Swimmer's itch (sometimes called schistosome dermatitis or cercarial dermatitis or sedge pool itch) is a skin irritation caused by immatures (cercariae) of certain species of nonhuman blood flukes (parasitic flatworms of the Phylum Platyhelminthes, Class Trematoda) belonging to the famly Schistosomatidae. The cercariae can penetrate the outer layer of skin of people who are wading, swimming, or floating on inner tubes in infested waters. During skin penetration, an itching or stinging sensation may develop and persist for up to one hour. A skin eruption may occur at the site of penetration and a more diffuse reddish rash may occur during this phase. After penetration, the cercariae die, causing an allergic reaction characterized by intense itching and the formation of papule irritations or small blisters in sensitized individuals. The condition usually subsides after several days to one week. However, problems can persist for more than a week if secondary infection occurs.
The small (less than 0.04 inches in length) cercariae which penetrate human skin die because people are not suitable hosts. However, various birds and small mammals are suitable hosts for these flukes. If cercariae successfully penetrate a suitable host (i.e. duck), they enter the circulatory system, where they grow and become adult schistosomes. These adults are wormlike and usually less than 0.5 inches in length. The adult female may mate and produce eggs which are passed with the duck's feces. If the droppings fall into the water, then the egg hatches into a larval form called a miracidium. The free-swimming miracidium can only survive if it penetrates an aquatic snail (the intermediate host). Miracidia give rise to sporocysts (in the snail tissue) which can produce cercariae. The cercariae burrow out of the snail and swim away. If the cercariae contact a warm-blooded animal, they penetrate the skin. If the animal is a suitable host, the life cycle is continued.
If medical personnel have not identified cercariae in the skin of individuals who have developed swimmer's itch symptoms after being in lake or pond water, other possible causes of skin irritation might be considered. Some species of algae reportedly can irritate the skin but this has not been identified as a problem in Lake County. In other areas of the United States (i.e. Louisiana) roundworms (nematodes) in the water can penetrate human skin and cause severe inflammation and itching (sometimes called "nutria itch"). These roundworms probably do not occur in Clear Lake. Backswimmers (Notonectidae), toe-biters (Belostomatidae) and some other aquatic insects which can inflict painful bites on swimmers occur in some ponds and lakes in Lake County. These insect bites can cause acute temporary pain, but swimmer's itch cercariae can cause more prolonged allergic reactions.

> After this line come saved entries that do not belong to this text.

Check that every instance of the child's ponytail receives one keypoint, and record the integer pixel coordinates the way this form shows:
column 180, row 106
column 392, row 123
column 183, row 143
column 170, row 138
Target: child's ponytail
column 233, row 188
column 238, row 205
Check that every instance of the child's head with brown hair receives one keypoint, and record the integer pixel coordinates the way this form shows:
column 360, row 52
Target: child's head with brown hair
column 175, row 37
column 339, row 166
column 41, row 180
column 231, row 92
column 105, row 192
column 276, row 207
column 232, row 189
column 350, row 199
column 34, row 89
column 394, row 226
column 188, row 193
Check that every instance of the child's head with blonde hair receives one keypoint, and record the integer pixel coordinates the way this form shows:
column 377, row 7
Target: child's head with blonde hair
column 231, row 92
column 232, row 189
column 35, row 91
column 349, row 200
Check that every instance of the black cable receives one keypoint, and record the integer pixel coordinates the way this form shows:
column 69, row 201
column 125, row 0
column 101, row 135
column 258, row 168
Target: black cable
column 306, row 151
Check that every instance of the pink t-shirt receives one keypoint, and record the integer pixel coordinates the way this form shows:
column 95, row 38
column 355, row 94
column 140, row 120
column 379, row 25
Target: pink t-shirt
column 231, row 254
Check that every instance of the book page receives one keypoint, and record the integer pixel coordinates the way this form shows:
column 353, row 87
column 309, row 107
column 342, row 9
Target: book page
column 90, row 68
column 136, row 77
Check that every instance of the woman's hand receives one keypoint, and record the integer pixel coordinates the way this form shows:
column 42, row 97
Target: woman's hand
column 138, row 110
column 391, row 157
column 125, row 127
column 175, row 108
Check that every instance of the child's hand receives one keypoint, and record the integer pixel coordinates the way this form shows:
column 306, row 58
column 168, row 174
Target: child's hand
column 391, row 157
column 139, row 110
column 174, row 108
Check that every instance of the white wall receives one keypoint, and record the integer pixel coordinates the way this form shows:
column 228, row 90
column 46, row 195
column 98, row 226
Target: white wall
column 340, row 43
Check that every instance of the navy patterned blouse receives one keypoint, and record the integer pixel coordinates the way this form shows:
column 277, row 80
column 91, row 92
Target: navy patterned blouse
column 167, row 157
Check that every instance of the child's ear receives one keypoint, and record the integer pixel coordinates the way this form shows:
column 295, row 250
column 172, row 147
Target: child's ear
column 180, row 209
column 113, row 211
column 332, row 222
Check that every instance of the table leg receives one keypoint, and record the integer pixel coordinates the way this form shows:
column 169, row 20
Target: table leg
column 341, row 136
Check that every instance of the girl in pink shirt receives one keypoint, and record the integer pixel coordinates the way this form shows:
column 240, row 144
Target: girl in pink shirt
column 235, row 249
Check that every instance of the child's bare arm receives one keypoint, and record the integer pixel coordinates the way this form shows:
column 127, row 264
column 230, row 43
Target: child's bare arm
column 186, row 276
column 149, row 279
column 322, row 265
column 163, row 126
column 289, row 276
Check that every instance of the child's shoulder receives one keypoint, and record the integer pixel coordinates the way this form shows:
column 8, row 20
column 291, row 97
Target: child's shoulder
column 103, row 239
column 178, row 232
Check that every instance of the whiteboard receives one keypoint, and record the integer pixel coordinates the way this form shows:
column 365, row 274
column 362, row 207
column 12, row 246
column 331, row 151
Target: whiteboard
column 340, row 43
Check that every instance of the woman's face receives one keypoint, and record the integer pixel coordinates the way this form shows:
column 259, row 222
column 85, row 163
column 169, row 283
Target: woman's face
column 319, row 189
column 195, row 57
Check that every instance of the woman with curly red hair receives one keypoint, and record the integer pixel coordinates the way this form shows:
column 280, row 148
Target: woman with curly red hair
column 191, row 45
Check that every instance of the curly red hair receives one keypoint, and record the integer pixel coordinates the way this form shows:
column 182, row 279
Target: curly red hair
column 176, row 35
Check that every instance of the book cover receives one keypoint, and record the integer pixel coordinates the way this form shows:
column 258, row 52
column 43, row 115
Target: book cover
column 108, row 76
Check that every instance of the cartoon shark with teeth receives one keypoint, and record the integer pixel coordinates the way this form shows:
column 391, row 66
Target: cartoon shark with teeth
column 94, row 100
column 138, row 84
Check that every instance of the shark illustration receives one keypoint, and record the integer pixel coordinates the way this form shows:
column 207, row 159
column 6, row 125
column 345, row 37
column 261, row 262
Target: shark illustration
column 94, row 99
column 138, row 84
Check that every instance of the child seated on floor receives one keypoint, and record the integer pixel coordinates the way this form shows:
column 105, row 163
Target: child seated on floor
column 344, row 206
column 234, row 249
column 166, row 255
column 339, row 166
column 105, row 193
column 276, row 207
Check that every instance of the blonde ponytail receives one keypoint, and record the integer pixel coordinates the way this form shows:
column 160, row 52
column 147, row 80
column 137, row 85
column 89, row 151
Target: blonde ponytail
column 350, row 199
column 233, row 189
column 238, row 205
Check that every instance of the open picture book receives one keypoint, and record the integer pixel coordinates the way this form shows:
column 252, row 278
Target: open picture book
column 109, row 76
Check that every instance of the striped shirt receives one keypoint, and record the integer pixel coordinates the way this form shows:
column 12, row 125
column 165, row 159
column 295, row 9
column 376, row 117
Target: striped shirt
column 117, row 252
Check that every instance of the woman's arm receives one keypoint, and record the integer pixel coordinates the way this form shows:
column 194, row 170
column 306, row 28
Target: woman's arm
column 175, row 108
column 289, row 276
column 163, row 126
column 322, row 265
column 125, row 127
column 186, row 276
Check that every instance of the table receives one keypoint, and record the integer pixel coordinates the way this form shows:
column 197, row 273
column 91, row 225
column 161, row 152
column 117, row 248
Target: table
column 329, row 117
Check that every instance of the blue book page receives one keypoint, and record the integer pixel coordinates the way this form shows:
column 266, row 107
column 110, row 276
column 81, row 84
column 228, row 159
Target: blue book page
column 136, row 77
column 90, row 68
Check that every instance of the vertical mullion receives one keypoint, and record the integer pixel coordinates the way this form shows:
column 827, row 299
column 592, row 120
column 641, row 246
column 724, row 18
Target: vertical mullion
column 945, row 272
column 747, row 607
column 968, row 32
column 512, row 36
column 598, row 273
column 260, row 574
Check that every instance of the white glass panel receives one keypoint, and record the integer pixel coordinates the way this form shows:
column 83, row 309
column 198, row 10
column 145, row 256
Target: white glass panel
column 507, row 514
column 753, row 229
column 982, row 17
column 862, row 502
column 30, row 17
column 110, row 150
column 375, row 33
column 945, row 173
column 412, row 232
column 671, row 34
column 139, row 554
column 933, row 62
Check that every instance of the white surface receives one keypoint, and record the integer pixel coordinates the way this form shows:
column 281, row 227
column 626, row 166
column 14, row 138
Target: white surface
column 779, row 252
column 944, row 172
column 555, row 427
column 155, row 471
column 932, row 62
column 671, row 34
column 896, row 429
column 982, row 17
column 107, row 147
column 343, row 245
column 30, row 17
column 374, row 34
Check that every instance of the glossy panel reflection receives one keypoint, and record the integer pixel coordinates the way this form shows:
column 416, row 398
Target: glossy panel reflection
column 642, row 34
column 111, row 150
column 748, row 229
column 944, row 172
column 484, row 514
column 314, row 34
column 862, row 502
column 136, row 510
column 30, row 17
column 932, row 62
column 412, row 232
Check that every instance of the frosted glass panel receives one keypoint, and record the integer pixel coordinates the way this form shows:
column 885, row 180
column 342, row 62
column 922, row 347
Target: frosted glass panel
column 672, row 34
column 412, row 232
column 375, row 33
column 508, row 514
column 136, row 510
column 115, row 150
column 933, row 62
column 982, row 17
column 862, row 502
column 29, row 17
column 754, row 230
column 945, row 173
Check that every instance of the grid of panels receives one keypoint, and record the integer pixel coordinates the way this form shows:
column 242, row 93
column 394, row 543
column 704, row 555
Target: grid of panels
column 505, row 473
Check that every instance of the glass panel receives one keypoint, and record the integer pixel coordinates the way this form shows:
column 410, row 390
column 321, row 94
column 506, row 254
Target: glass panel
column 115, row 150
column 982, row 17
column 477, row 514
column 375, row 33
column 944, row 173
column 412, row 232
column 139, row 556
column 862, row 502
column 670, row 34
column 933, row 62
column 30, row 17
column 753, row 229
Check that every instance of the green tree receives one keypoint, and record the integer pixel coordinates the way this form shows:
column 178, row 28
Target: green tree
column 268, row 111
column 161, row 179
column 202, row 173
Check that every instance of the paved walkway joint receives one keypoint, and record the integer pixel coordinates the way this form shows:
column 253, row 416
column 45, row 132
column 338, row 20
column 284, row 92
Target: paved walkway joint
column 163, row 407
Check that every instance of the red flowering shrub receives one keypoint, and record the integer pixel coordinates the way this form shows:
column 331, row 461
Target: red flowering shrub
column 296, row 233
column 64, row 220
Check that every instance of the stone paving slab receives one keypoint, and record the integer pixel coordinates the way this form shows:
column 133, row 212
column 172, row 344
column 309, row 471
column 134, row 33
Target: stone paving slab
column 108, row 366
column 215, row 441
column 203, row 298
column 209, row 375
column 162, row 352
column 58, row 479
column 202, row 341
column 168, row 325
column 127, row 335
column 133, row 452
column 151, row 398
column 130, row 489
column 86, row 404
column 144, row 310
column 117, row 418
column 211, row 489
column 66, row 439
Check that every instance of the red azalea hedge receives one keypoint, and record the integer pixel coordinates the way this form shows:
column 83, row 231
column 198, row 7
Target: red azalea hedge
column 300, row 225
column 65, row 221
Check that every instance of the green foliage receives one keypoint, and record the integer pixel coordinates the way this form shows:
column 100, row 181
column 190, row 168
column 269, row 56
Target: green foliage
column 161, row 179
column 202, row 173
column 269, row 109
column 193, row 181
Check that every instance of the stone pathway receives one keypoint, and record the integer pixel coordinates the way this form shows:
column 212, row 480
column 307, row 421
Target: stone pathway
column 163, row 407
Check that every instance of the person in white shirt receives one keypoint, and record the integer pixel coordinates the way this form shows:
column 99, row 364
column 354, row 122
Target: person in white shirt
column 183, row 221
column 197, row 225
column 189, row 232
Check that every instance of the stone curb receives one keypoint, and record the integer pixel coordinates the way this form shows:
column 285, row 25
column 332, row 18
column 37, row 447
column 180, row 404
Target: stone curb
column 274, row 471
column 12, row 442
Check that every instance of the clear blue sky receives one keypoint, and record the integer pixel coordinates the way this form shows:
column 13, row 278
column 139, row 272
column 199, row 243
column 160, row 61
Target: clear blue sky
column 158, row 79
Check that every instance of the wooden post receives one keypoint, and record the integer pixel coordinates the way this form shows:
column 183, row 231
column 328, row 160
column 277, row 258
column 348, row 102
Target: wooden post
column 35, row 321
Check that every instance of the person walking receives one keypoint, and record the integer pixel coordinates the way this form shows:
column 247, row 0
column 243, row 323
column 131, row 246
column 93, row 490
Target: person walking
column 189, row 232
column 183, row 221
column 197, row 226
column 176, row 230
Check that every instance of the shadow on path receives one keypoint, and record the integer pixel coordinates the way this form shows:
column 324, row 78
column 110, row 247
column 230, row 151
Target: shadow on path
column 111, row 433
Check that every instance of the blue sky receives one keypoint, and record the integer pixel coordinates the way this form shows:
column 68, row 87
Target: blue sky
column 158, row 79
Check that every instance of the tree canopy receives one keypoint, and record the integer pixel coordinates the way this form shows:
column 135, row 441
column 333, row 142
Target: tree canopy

- Do not feed ducks or geese near swimming areas. Increased numbers of waterfowl in an area can result in increased swimmer's itch problems.
- Do not swim in areas frequented by large numbers of ducks or geese.
- Avoid swimming in areas where recent swimmer's itch problems have been reported.
- Swim in relatively deep water. The cercariae are usually found in shallow waters and most easily attach to inactive bodies. Babies sitting along the shoreline are especially vulnerable to swimmer's itch.
- Swim in open water areas and do not approach areas infested with aquatic weeds and snails.
- Upon exiting the water, rubbing the skin with a rough dry towel may dislodge cercariae.
- Swim for short periods of time (i.e. 10 minutes or less). If the skin becomes soft due to excessive time in the water, it may be easier for cercariae to penetrate.
- If skin develops symptoms of swimmer's itch, antiseptic anesthetic lotions or ointments may provide some relief.
- Keep affected skin clean and do not scrach to avoid the possibility of secondary infection.
- If swimmer's itch symptoms persist, consult your family physician.
- Be aware that schistosome dermatitis cannot be transferred to other parts of the body or to other people by skin contact.